PT: I think you are going to see that even within the same industry and confronting what are the same general risks, some companies fared better than others, through the talents and efforts of their boards and their senior management, down to their frontline workers. The data suggests that there was a little pause in activism, but as activists now re-enter conversations, they’ll be asking hard questions, including the question you asked—how well did you manage your way through this? If we look at your performance versus one of your competitors’ performance, or just in general, was it satisfactory in our minds? Did it match what you were saying? Did the company continue to adhere to the principles it espoused, did it comply with laws? These tough questions are going to be asked.
TL: Anything else that you would like to add before I let you go?
PT: One very interesting thing to keep in mind is the rise of what we in the US call benefit corporations, or B Corps. Delaware in particular has reduced the barriers to entry to changing into a B Corp. So for companies that really want to move towards that type of organization, it is now easier to do that. There are now even several public companies organized as benefit corporations.
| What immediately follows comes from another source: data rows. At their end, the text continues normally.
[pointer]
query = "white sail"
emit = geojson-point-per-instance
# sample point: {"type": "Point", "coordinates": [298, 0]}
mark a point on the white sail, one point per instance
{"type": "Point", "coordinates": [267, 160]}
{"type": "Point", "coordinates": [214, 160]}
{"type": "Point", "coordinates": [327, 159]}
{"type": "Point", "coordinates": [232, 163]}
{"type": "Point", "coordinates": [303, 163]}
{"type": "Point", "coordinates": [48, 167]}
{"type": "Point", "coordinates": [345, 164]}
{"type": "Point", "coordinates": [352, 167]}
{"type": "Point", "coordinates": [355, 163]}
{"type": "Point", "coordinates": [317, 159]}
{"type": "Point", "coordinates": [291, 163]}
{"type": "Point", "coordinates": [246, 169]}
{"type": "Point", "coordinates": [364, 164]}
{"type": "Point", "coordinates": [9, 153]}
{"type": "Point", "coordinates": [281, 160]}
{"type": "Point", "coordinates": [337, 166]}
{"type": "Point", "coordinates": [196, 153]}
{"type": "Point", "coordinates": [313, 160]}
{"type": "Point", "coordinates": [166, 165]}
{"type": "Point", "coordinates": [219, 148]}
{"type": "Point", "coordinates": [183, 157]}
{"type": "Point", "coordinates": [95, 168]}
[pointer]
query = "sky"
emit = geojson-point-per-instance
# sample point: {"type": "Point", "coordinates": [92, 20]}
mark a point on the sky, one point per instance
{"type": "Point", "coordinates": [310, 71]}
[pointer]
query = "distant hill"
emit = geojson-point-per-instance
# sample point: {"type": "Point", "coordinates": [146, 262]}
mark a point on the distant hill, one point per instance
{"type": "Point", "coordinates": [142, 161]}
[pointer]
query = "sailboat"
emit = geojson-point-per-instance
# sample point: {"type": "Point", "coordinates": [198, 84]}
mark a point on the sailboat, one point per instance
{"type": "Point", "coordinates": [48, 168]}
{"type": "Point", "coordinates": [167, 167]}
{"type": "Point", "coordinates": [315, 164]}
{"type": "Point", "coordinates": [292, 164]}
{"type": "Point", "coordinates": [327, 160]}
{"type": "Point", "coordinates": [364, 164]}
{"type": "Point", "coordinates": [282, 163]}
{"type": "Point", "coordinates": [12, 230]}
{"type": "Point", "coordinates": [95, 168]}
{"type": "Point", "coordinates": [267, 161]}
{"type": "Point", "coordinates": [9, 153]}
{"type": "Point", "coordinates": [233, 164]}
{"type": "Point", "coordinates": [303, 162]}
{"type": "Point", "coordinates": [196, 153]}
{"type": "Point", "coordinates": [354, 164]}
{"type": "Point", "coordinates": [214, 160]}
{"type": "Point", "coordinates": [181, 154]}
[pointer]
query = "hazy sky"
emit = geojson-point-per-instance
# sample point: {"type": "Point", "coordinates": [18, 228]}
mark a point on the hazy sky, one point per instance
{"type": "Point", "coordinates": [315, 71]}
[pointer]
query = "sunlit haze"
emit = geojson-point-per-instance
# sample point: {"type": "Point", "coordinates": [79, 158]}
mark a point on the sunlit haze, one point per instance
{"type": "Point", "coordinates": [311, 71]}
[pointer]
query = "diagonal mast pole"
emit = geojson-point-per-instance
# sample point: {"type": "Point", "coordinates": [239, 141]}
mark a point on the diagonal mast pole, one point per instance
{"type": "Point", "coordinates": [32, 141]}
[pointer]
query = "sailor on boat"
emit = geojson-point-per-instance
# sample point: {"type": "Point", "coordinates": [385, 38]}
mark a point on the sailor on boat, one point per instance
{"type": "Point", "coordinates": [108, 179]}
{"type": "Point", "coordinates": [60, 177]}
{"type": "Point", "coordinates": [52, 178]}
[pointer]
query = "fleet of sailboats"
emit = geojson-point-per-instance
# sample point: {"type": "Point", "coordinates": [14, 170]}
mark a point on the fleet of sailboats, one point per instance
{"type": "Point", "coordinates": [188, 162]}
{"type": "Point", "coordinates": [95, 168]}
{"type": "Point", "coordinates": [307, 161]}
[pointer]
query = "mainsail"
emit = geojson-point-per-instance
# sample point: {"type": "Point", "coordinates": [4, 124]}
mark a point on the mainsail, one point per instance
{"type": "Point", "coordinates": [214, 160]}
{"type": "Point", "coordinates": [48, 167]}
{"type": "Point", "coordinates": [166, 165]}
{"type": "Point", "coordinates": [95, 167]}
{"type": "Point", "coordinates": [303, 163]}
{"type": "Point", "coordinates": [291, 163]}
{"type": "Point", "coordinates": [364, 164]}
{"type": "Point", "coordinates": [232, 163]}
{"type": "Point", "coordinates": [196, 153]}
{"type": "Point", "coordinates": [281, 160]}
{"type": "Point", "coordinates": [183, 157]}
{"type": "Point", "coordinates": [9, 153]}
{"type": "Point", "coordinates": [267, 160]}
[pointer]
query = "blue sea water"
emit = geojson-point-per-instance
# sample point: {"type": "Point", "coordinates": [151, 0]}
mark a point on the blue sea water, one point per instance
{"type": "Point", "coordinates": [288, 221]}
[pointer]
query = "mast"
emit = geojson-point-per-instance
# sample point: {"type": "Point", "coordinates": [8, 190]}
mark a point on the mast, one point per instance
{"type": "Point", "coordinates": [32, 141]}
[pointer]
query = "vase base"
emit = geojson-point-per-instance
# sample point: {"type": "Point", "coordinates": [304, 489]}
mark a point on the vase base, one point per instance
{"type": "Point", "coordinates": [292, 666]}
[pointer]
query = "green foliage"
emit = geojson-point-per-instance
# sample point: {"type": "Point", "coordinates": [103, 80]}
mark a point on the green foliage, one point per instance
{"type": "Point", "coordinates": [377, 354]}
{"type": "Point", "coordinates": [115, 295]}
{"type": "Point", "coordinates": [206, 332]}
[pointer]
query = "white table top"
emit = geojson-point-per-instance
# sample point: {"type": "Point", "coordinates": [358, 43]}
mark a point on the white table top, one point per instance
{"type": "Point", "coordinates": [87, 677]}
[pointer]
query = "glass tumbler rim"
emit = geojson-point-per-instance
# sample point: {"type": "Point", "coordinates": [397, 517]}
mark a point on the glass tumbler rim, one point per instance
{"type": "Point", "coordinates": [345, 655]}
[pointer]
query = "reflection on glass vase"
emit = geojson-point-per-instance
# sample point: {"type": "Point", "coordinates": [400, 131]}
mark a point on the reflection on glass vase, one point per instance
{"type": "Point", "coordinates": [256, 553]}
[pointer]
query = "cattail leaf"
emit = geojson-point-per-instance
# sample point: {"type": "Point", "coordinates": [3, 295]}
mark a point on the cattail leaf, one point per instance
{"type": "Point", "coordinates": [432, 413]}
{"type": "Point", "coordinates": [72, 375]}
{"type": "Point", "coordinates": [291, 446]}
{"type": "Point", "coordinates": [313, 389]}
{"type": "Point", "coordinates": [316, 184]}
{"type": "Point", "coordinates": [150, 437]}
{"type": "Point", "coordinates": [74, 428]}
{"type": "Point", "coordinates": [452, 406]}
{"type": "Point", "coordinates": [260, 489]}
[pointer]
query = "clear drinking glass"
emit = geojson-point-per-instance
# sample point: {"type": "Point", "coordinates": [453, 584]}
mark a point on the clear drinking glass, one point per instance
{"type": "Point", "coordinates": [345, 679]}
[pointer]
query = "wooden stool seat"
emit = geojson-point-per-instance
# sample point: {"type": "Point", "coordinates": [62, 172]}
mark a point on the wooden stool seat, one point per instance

But now as we start seeing more IPOs, et cetera, do we see more of these companies filing to be B Corps, and do we see more public companies changing into B Corp status, which they’re free to do if they obtain the requisite vote and satisfy the other requirements. While much of what we have been talking about is framed by how we think a traditional corporation should work, there’s an alternative in the market for corporate forms, to organize as a B Corp, that is increasingly a viable option for companies that wish to do so.
TL: It’ll be interesting to watch. Well, thank you so much, Pete, for taking the time to chat.
PT: Oh, my pleasure. Thanks for having me.
About the Expert:
Peter Tomczak serves as the Chair of Baker McKenzie’s North America Litigation and Government Enforcement Practice Group. He conducts internal investigations for clients, and counsels clients and their boards of directors on issues of corporate compliance and corporate governance, particularly on anti-corruption matters. In addition, he serves as a member of the Global Steering Committee of the Firm’s Industrials, Manufacturing and Transportation industry group. He joined Baker McKenzie in 2003, after having served as a law clerk for the Delaware Court of Chancery.